Citizen coalition defends Sheriff Joe

By Bob Unruh

In his two decades in office, Maricopa, Ariz., County Sheriff Joe Arpaio has been tough on lawbreakers, including violators of immigration law, and that’s made him a lot of enemies.

Now, an organization called Respect Arizona has launched a campaign to recall him, explaining, “We believe our children deserve a sheriff that (sic) respects families, respects immigrants and respects Latinos.”

But Arpaio also has won many friends, including the group Citizens to Protect Fair Election Results, or CPFER, which today announced a campaign to defend the sheriff from the recall petitioners.

The newly formed organization of Arizona citizens has acquired the services of attorney Larry Klayman, founder of Judicial Watch and now with Freedom Watch.

In a letter released today, Klayman tells members of Respect Arizona that CPFER “has been formed for the sole purpose of protecting the integrity of the Arizona, and Maricopa County electoral process.”

“The dangerous, subversive-like activities of Respect Arizona have the potential to launch this county and possibly the entire state in what can only be called an ‘Electoral Civil War’ that could cost the citizens of Arizona millions of taxpayer dollars; and a civil war where others could well start their own recall efforts against every newly elected officials at the county, city and state levels, and quite possibly, appointed officials, too, including judges,” he writes.

Klayman’s letter says the Respect Arizona allegations about Arpaio are “not only false on their face, but in addition also fraudulent since Respect Arizona obviously does not represent the majority of voters of Maricopa County, Arizona, who just re-elected Sheriff Arpaio a few months ago.”

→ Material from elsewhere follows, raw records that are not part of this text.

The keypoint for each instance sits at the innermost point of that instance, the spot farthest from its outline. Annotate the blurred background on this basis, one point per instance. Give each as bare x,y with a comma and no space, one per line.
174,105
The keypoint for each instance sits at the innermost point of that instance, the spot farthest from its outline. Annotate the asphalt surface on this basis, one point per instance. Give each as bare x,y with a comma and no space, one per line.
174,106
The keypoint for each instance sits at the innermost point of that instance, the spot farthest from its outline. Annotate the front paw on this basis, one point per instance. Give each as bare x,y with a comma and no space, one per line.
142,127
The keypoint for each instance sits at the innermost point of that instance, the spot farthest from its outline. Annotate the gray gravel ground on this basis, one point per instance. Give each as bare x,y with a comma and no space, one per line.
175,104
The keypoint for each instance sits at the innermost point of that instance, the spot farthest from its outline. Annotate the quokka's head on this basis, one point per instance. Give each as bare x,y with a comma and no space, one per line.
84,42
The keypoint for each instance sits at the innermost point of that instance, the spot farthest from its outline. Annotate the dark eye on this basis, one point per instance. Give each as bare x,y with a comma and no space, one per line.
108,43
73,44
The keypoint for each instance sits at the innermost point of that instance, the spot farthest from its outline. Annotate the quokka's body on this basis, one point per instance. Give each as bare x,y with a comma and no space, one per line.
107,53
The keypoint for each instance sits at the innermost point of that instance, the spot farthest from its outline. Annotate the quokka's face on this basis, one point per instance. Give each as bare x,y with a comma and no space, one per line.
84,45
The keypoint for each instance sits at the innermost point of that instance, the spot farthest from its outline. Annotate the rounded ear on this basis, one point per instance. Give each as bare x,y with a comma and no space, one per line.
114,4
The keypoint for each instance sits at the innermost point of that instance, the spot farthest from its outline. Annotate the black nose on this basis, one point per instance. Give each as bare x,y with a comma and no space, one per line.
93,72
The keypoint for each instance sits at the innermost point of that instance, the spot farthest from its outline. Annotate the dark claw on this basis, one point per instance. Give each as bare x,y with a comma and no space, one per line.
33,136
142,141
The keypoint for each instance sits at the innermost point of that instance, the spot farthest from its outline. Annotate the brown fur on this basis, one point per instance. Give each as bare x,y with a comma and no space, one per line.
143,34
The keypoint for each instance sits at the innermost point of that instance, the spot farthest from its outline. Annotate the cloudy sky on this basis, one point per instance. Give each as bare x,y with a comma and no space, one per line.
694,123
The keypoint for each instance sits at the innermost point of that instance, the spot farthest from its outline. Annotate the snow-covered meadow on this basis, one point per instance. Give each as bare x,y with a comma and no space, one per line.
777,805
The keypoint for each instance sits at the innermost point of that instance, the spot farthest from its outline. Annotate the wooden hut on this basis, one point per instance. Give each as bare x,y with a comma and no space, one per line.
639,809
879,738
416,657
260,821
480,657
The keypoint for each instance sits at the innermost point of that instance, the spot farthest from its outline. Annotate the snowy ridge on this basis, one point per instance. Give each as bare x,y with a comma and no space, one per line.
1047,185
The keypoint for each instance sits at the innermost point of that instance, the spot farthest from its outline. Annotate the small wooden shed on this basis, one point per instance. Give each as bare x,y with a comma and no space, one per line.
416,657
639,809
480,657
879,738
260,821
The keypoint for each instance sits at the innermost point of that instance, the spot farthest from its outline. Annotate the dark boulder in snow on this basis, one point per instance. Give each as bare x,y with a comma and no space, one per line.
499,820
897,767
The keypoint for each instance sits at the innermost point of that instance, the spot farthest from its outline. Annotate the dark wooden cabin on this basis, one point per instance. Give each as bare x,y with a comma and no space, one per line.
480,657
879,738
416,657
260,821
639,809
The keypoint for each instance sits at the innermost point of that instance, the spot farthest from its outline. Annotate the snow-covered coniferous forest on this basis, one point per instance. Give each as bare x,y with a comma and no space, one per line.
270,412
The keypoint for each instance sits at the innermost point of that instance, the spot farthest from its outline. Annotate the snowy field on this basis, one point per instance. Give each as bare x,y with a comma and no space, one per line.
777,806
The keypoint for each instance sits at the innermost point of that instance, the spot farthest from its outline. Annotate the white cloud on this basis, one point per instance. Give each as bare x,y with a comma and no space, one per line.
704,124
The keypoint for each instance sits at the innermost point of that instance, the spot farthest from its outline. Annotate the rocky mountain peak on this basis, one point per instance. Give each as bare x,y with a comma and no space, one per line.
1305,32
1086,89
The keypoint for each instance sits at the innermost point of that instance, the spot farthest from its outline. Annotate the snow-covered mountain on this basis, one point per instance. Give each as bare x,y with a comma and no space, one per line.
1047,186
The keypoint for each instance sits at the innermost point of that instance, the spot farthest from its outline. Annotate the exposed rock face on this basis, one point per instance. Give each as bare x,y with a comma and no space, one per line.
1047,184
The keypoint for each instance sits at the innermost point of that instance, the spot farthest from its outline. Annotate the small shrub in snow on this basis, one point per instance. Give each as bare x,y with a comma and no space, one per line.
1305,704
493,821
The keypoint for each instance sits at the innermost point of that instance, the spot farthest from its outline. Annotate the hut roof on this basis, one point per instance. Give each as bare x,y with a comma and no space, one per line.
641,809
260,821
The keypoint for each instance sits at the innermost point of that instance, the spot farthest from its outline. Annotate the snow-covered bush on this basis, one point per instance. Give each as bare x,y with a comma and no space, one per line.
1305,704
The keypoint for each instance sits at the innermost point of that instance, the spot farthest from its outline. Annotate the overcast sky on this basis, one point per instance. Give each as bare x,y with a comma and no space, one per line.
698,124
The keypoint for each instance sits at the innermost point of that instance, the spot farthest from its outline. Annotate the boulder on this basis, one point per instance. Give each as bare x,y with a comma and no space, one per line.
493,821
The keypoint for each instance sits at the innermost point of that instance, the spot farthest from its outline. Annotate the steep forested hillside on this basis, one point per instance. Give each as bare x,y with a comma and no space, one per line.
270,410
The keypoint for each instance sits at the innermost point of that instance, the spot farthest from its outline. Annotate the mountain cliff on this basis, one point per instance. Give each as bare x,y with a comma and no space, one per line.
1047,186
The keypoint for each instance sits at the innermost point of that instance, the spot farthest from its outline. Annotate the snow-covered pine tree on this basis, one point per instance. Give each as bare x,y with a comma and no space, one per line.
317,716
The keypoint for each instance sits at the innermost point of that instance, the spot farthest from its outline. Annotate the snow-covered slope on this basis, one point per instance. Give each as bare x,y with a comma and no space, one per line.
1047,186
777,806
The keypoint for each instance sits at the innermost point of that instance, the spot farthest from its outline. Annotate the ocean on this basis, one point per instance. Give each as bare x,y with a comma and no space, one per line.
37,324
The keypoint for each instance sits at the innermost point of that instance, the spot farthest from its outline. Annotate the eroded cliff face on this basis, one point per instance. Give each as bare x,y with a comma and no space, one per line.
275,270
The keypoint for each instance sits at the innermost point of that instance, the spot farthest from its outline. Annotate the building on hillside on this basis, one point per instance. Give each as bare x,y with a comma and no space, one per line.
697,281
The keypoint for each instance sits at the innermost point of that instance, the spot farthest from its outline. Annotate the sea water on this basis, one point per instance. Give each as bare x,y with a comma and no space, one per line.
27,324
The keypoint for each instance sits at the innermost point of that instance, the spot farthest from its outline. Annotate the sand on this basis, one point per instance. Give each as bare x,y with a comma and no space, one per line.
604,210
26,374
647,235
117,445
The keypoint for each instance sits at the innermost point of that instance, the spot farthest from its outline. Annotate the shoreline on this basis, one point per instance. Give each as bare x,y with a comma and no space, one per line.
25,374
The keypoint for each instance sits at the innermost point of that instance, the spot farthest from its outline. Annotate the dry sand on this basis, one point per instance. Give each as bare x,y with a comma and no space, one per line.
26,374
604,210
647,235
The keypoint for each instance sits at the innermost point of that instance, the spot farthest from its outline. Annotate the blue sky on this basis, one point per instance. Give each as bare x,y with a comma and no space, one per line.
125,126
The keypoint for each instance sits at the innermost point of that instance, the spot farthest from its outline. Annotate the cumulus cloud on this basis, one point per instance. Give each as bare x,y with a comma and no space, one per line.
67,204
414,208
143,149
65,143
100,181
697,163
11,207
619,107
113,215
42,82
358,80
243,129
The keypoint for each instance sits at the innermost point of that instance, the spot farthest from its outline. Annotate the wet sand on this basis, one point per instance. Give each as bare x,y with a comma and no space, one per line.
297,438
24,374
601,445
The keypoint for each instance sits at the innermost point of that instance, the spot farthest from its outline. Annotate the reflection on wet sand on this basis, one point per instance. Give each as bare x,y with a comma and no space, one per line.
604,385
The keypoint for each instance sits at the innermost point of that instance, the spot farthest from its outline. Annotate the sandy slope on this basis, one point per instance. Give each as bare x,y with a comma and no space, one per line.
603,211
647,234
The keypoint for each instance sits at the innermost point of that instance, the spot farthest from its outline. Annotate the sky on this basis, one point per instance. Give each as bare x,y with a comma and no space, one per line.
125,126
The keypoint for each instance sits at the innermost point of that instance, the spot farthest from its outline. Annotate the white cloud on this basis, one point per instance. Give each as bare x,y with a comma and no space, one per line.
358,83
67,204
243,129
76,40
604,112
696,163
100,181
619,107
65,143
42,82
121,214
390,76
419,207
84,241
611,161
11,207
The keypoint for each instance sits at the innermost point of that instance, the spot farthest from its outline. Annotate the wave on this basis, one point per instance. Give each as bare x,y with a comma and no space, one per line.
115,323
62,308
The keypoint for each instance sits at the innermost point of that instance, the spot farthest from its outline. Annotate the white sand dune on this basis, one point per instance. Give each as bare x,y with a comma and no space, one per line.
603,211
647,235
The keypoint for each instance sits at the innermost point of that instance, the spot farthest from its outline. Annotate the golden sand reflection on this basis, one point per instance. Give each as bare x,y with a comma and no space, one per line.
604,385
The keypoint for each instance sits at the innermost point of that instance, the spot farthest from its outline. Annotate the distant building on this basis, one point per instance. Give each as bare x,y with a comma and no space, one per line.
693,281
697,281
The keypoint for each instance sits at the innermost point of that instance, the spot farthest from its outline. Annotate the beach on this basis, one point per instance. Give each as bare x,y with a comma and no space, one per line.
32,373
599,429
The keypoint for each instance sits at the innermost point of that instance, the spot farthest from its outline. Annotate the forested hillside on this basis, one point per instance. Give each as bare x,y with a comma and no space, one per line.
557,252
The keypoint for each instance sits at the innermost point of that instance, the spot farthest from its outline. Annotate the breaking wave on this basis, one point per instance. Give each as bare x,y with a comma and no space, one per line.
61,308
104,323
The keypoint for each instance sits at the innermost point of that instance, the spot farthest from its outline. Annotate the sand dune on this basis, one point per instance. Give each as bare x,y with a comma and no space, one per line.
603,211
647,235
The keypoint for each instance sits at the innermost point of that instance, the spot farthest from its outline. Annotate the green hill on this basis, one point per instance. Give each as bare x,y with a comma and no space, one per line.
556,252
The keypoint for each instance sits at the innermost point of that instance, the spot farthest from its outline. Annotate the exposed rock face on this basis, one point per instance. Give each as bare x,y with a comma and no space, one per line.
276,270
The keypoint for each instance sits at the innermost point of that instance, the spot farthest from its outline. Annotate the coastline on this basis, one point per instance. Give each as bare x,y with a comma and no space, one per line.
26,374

Klayman says he is representing the citizens group, which is independent of the sheriff and his office and staff.

CPFER is telling the recall petition planners to drop their effort.

“If Respect Arizona’s illegal recall effort were to become the norm, then all public officials in the state could be recalled without cause, thus severely harming the electoral system. Even judges could be subject to this sort of harassment. And, at a time of severe fiscal crisis, this illegal recall effort wastes the scarce resources of the taxpayers, the county and the state,” Klayman says.

When Arpaio recently was re-elected to his sixth term, the Los Angeles Times called him an “illegal immigration hardliner.”

“He was one of the state’s most vocal supporters of SB1070, which requires law enforcement officers to check the papers of anyone they suspect is an illegal immigrant. The Supreme Court struck down other provision of the law, but ruled that the so-called ‘show your papers’ provision was constitutional,” the paper said.

Arpaio told a television station at the time, “I would like to get together with the Latino community, but they scream at you.”

The organization leading the recall drive says Arpaio “has failed to fulfill his duties.”

“We believe business owners should not be unfairly harassed, workers unlawfully detained and families unjustly torn apart from raids that have nothing to do with public safety,” the group says.

Klayman’s letter, however, says: “We submit that your recall effort to cast out of office the duly elected Sheriff Arpaio without sufficient grounds relating to his performance since he was re-elected, is nothing more than a blatant illegal attempt to disenfranchise the majority of voters who cast their votes in the general election, thereby depriving these voters of the results of the election, and also thus depriving them of due process of law.

“This rises even to the level of a criminal conspiracy and enterprise,” Klayman’s letter says.

The attorney says if the recall petitioners do not withdraw their campaign, “we have been instructed by our client to pursue all available legal recourse against Respect Arizona and you personally to protect the voters … from your fraudulent and illegal attempt to nullify their legitimate votes.”

Respect Arizona did not respond to a WND request for comment.